World oil markets have flipped upside down with the main exporters of oil making concessions to the new kid on the bloc: independent producers of oil from shale in the United States.
Evidence of this dramatic turnaround appeared in December 2016 when the 14 members of the Organization of Petroleum Exporting Countries decided they must cut their production to offset an oversupply of oil on the international Brent market causing prices to decline from near $100 per barrel in 2014 to $40.
Saudi Arabia, the world’s largest exporter at the time, even went to Russia, which produced as much oil as the Saudis, and negotiated an agreement that Russia would participate in reducing its production, too.
The new arrangement was loosely called OPEC+.
Meanwhile, oil production in the U.S. surged from just 5 million barrels per day (b/d) in 2007 to 12 million b/d today. The additional production reduced the need for so much imported oil in the U.S., and it added to the surplus of oil on the international markets.

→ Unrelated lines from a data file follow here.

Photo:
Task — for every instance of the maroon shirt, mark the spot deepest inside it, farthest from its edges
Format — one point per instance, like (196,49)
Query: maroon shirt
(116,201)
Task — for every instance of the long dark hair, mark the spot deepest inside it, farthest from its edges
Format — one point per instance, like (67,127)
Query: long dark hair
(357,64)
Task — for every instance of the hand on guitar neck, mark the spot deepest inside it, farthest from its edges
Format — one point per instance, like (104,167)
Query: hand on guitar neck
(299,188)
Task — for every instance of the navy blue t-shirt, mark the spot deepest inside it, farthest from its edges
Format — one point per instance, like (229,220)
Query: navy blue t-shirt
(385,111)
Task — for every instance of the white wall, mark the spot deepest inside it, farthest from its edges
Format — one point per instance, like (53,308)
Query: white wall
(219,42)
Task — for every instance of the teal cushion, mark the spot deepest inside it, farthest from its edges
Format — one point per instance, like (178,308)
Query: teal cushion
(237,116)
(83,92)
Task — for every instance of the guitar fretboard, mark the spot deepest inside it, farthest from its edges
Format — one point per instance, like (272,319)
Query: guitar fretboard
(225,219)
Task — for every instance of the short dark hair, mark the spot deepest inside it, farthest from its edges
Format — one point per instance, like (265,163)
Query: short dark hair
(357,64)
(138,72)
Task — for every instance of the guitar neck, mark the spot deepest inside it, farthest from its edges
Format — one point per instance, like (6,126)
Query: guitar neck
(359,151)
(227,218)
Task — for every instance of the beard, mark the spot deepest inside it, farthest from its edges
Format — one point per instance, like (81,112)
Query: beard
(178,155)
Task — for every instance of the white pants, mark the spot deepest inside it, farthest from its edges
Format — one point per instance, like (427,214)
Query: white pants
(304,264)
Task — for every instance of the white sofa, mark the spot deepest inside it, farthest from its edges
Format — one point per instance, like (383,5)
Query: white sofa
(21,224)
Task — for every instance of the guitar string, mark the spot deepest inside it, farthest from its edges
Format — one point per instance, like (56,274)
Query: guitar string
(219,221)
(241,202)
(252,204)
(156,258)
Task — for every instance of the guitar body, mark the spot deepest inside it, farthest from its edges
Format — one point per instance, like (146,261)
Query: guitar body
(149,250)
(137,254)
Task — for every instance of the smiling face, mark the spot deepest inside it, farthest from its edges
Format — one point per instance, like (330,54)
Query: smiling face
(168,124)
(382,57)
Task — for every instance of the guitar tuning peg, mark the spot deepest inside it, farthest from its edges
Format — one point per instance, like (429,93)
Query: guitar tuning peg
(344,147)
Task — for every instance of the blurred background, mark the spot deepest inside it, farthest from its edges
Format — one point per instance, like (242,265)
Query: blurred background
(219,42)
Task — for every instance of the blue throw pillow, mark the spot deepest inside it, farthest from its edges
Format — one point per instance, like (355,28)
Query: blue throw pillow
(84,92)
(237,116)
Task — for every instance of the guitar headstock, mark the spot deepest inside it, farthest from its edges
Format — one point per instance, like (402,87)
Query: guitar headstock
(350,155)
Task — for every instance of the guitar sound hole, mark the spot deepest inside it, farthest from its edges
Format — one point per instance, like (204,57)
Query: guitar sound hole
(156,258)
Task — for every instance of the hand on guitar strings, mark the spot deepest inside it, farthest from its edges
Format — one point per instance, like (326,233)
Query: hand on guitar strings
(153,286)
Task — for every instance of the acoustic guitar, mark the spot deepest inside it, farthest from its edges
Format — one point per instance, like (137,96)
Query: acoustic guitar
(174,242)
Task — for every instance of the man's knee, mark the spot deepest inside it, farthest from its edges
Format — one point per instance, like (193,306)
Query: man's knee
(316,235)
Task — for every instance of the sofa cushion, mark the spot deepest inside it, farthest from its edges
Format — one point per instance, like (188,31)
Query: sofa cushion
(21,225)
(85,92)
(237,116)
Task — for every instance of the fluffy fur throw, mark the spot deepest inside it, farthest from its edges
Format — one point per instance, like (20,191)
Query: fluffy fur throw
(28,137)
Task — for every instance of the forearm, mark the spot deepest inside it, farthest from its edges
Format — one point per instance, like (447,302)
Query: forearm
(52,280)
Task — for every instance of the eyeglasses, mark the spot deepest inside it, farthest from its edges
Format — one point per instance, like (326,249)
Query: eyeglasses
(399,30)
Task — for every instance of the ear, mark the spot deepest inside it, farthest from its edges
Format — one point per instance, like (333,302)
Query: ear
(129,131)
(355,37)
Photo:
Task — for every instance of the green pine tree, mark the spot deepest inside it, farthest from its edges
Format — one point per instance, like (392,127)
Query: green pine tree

The reduction in production by OPEC+ – set at 800,000 b/d from OPEC members and 400,000 b/d from Russia and other non-OPEC countries – did ease the oversupply, and prices slowly increased.
However, demand declines in China, India and Europe prompted the group to agree this week to extend production reductions for another nine months.
“I have no doubt in my mind that U.S. shale will peak, plateau and then decline like every other basin in history,” Saudi Oil Minister Khalid Al-Falih said. “Until it does I think it’s prudent for those of us who have a lot at stake, and also for us who want to protect the global economy and provide visibility going forward, to keep adjusting to it.”
Al-Falih’s comments came during a meeting of oil producing countries in Vienna, Austria earlier this week. The countries formalized their agreement by adopting a charter creating OPEC+.
Some market watchers believe that if the agreement to continue production cuts was extended, prices would rise. Prices, however, declined from $66 to $64 before the July 4 holiday.
Oil production in the U.S. is not controlled by government, and does not participate in OPEC. The founders of the nation believed that private individuals should own mineral rights and not government. The result has placed ownership in the hands of millions of land and royalty owners, who lease their land for development by oil companies, which are owned my private individuals and stockholders. Of course, the U.S. has anti-trust laws prohibiting price fixing.
Even though the U.S. cannot participate in OPEC+, the oil industry in the U.S. has shown that it is a major player and it must be taken into consideration.
Alex Mills is the former President of the Texas Alliance of Energy Producers.